We’ve taken a lot of tours in Scotland, including to many whisky distilleries. Our favourite small group tour operator in Scotland is Rabbie’s, who run a wide range of tours. They can also arrange private tours. You can see all of their whisky tours of Scotland here.
Here are some tours to consider which include whisky distilleries in Scotland, from a variety of operators. I’ll start with day trips, and then share some multi-day trips as well.
Whisky Tours from Edinburgh
Whisky Tours from Glasgow
- This private full day tour is available for multiple locations around Scotland and can be totally customised to meet your needs
- This 1 day small group tour from Glasgow visits Deanston Distillery, Glengoyne Distillery and Auchentoshan Distillery
- This full day small group tour from Glasgow visits the Clydeside Distillery and Loch Lomond, with an optional cruise on the Loch
- This private tour from Glasgow can be customised, with a suggested itinerary including Auchentoshan and Deanston distilleries
Whisky Tours from Aberdeen
Whisky Tours from Inverness
- This full day small group tour from Inverness visits Glenfiddich Distillery as well as Loch Morlich and the Cairngorms National Park
- This full day small group tour from Inverness visits Benromach and Glenfiddich Distilleries, as well as Elgin and Strathspey
- This 1 day small group tour from Inverness visits the Talisker distillery on the Isle of Skye, as well as photo opportunities at the Fairy Pools, Urquhart Castle and Eilean Donan Castle.
- This whisky focused full day tour from Inverness visits Tomatin, Glen Moray, The Macallan, Aberlour and Glen Ord distilleries, and includes entry and tastings at all of them
Multi-Day Whisky Tours in Scotland
If you want a more thorough immersion into the world of Scottish whisky, you might consider a multi-day whisky tour. These will let you experience more distilleries, as well as see more of what Scotland has to offer. Some suggested tours are as follows.
One thing to mention for all the tours is that tour schedules can change due to distillery operations or for other factors. As such, if you are booking a tour and want to visit a specific distillery, it is worth confirming it is definitely visiting the distillery!
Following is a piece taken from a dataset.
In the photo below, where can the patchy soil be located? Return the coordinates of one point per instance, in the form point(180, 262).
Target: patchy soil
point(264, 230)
Whisky Distilleries in Scotland
I’ll now go through some of the whisky distilleries in Scotland you can visit. To make this easier to navigate, I’ve divided this up by popular destinations in Scotland.
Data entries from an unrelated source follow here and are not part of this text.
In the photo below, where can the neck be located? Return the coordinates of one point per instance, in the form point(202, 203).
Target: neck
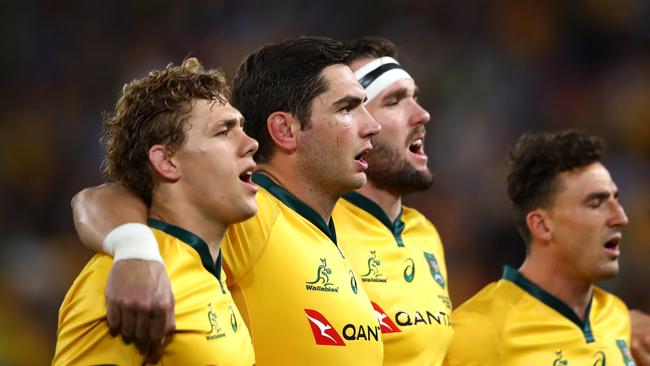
point(389, 202)
point(559, 282)
point(303, 188)
point(174, 209)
So if you are visiting Edinburgh for example, I’ve put some distilleries together that you can visit easily as a day trip from Edinburgh. Where possible, I’ve also included suggested guided tours that include each of our recommended distilleries.
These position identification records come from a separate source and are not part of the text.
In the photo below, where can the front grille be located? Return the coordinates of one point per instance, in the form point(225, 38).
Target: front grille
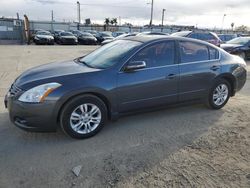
point(14, 90)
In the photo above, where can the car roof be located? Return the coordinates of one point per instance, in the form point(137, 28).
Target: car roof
point(152, 38)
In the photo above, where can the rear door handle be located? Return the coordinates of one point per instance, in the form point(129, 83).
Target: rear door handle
point(170, 76)
point(215, 68)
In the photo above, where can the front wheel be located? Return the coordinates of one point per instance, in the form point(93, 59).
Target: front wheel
point(219, 94)
point(83, 116)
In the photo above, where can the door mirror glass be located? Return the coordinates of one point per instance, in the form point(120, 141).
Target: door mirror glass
point(135, 65)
Whisky Distilleries You Can Visit from Edinburgh
Edinburgh is one of the most well known and popular cities to visit in Scotland. However, it is not home to a great many whisky distilleries. However, it is a good base from which to visit a number of Lowland distilleries, and there is one operational distillery you can visit in the city, as well as an excellent whisky themed attraction.
In the city itself, you can visit the Holyrood Distillery. This opened in 2019 in a former railway goods shed, and is around 10-15 minutes walk from the city centre. Because it’s so new, their whisky is still maturing. However, you can tour the distillery and learn about the whisky making process.
Another excellent option in Edinburgh city centre is the Scotch Whisky Experience. Whilst they don’t actually make whisky here, it’s a great place to learn about the history of whisky, how its made and the various regions and associated flavours. The tour is very interactive and a lot of fun. There’s also an excellent tasting session, as well as the opportunity to see the world’s largest whisky collection. A great first-stop on any whisky tour of Scotland.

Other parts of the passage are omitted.